The man did not say anything for a second's time before he sighed and let her go. "Well, I'll take yer word for it." He said. "But if there's any problem, ye know that your ma and pa will be there to listen to you, aye?"

She smiled. "I know." But this is something that I doubt they'd approve of.

—-—

Lillian locked herself in her bedroom that night. She stared at the pamphlet she'd secure when she'd last visited her dear Aunt Claire and her family in Mineral Town. It was one advertising a farm in a small town far beyond the valley. There was a vague description of the terrain of the two.

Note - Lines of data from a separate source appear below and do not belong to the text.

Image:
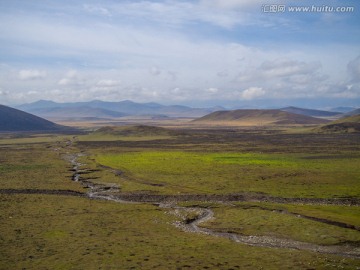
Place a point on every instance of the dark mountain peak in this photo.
(15, 120)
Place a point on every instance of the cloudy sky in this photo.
(205, 52)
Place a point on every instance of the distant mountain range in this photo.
(257, 117)
(347, 124)
(15, 120)
(310, 112)
(98, 109)
(103, 109)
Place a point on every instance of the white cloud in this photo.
(252, 92)
(354, 69)
(98, 10)
(31, 74)
(71, 78)
(155, 71)
(108, 83)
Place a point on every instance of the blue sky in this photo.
(178, 52)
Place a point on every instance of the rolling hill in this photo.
(353, 112)
(348, 124)
(310, 112)
(257, 117)
(76, 113)
(15, 120)
(126, 107)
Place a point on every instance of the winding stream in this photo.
(111, 192)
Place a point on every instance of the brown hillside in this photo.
(258, 117)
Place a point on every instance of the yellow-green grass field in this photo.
(285, 175)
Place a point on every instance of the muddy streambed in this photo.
(200, 215)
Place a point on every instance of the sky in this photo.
(200, 53)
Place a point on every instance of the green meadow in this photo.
(283, 175)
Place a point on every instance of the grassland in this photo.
(39, 231)
(189, 172)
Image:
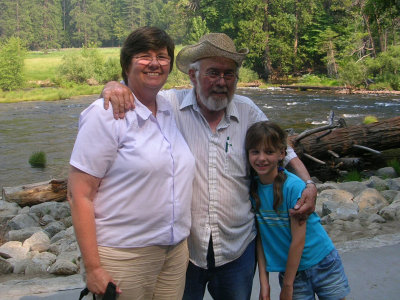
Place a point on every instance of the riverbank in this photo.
(39, 241)
(51, 93)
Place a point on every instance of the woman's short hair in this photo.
(141, 40)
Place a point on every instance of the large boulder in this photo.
(370, 200)
(39, 241)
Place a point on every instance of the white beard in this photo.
(209, 102)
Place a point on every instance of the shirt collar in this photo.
(144, 113)
(190, 100)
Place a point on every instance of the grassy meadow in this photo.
(41, 72)
(42, 77)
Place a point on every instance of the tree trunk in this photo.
(381, 135)
(32, 194)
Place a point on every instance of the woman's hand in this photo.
(306, 204)
(265, 291)
(120, 96)
(97, 281)
(286, 292)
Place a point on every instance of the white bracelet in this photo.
(309, 181)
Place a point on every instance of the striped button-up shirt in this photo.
(220, 206)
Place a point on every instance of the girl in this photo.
(303, 253)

'Welcome to a mountain of lush green forests and abundant wildlife.' The pamphlet read. 'Nestled at the foot of the mountain are two distinct villages. Land for sale. Contact XXX-XXXX-XXX'

She couldn't help but remember stories from her aunt, about how the Zillia farm was a mess when it first started but she managed to save the farm and expand it to what it was now. And then her mind wandered to two years ago when she visited her cousin's farm in Zephyr. Anita's farm had also started as an empty lot but now boasts fresh plantations, mills, and animals. It was a beautiful farm, far cry from the small one she had described long back in her letters.

"I want that." She whispered to herself. "I want to make something of myself by myself. I don't want to be a legacy."

Her father was a legacy, she recalled. He had earned his farm from her grandfather. Her mother, however, built everything by her own merits. From the library in Mineral town that is now manned by someone else, to the library she built down the village in Forget-Me-Not Valley. Her aunt Claire and aunt Chelsea started with nothing and built themselves great farms through their own hardwork.

She wondered if she would be able to be like them. And then she snorted, stuffing the pamphlet back at its place inside her bed table's drawer. She was no risk taker. She couldn't. She was not as strong minded as the other females of her father's family.

But, she dearly wished she could actually be.

Family Tree:
The Adkins Siblings
Jack (Harvest Moon DS), Claire (Harvest Moon MFoMT), Chelsea (Harvest Moon IoH)
Jack married Mary the Librarian of Mineral Town and they moved to Forget-Me-Not Valley where they had four children. Lillian (Harvest Moon ToTT), Daisy, Petunia, Laurel.
Claire married Gray the Blacksmith of Mineral Town and they live there with their son Phillip (Harvest Moon ToTT) and daughter Rio.
Chelsea married Mark and had her twins Anita and Oliver (Harvest Moon GB). Chelsea died years later. Mark remarried Natalie. Anita left and started her own farm in Zephyr town.